Matthew Hayden: Opening the Door to the Future

Kym CharlesContributor IJanuary 13, 2009

Matthew Hayden, the man mountain who, for so many years, opened the batting for the Australian Test Cricket team, has finally called it a day. He announced today that his illustrious career in international cricket was over and he can now get on with the next phase of his life.

He started his cricket career at Queensland in 1991 and quickly established himself as one of the most attacking opening batsmen in world cricket. His avalanche of runs finally garnered a Test match spot in 1994 against South Africa.

The debut didn't go according to plan and he was immediately dropped. His next chance came in the summer of 1996/'97. Against the West Indies, he scored his debut Test hundred but overall in six tests he was disappointing and was dropped again in favour of Matthew Elliott.

Again he refused to be counted out. He unleashed a barrage of runs for Queensland and a ground swell of local support via the "Give Matt a Bat" campaign finally convinced the Australian selectors to give him another chance. He returned to the Test arena in the 1999/2000 series with New Zealand.

The rest, as they say, is history.

His next series, against India is the stuff of legend. He scored 549 runs at an average of 109.80 in three Test matches, a record for Australia in a three-Test series. The records continued to mount with a span of five years, 2001-2005 in which he scored at least 1000 Test runs every year, the only player to have achieved the feat. 

He also briefly held the Test match record for most runs in an innings when he obliterated the Zimbabwean attack to notch up 380. This was over taken soon after by Brian Lara who reached 400.

He formed one of the most devastating opening partnerships with Justin Langer. They scored 5654 runs together at an average of over 50. Many test matches were setup for Australian wins because of their ability to score quickly and score big. They will be forever linked as one of the greatest opening combinations in Test cricket history.

Not only was he a Test match star but his attacking flair was perfectly suited for the one day game. His ODI stats are just as impressive as his Test match stats. He has a highest score of 181 not out against New Zealand.

He is one of only three players to score three centuries at a single World Cup and his 100 off 66 balls in 2007 is the fastest in World Cup history. He also scored the second most runs in a single World Cup scoring 659 runs, only 14 runs short of Sachin Tendulkars record.

He leaves international cricket having played 103 Tests and scored 30 Test centuries, 8,625 Test runs at an average of 50.73 with a highest score of 380.  He also took 128 catches.
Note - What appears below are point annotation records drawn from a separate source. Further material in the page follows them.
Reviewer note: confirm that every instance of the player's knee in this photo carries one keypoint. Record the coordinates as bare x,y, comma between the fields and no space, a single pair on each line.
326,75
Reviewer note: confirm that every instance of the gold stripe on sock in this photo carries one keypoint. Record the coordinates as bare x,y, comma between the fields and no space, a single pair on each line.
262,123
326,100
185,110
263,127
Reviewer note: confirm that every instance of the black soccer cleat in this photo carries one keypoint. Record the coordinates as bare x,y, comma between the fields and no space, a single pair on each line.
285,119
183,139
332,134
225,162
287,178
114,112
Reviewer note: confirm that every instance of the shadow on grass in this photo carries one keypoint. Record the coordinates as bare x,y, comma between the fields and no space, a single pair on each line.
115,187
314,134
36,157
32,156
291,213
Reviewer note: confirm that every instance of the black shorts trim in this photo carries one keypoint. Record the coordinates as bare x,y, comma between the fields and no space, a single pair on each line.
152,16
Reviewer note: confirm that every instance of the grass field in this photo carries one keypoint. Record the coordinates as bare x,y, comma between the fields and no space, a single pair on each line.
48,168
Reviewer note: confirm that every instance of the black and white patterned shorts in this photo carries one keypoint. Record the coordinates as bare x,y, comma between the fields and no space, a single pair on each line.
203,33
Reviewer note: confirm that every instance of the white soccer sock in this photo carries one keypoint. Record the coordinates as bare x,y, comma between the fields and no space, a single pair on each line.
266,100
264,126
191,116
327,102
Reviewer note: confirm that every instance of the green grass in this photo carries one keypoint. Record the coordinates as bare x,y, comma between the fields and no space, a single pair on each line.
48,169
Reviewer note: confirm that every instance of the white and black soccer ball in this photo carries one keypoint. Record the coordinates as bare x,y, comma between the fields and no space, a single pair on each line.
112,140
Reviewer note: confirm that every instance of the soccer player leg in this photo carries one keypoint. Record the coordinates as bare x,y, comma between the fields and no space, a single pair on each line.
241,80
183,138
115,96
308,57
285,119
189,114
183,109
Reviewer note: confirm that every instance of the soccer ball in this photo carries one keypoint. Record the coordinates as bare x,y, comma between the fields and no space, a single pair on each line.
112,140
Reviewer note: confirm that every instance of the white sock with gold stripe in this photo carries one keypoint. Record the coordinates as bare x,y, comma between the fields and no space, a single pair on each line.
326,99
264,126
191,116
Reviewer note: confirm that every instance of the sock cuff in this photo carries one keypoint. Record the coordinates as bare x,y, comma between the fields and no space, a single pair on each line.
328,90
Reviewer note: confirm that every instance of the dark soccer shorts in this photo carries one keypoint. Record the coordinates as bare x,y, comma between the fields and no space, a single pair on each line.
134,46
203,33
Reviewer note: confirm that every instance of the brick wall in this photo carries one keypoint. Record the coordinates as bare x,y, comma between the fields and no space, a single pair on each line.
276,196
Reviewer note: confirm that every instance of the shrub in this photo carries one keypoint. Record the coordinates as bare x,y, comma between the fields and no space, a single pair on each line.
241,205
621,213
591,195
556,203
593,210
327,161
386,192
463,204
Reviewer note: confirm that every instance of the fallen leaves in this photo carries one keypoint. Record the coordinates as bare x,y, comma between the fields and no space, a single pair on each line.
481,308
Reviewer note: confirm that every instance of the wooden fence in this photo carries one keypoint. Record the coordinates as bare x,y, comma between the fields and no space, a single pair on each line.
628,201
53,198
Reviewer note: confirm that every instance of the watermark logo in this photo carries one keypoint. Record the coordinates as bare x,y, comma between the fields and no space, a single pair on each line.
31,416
He also amassed 10 ODI centuries with a total of 6133 at an average of 43.80 with a highest score of 181*. He also took 68 catches. His First Class career is staggering. He has played 295 matches garnering an amazing 24,603 runs at an average of 52.57 and earning himself 79 Centuries and 100 Fifties.

The loss of Matthew Hayden as a presence in the Australian dressing room cannot be underestimated. He was a powerful figure on the field, a dependable batsman, and brilliant fielder but it was also his influence on players off the field as a leader and a senior member of the side that will be lost.

There is only one way to describe Matthew Hayden's career: legendary.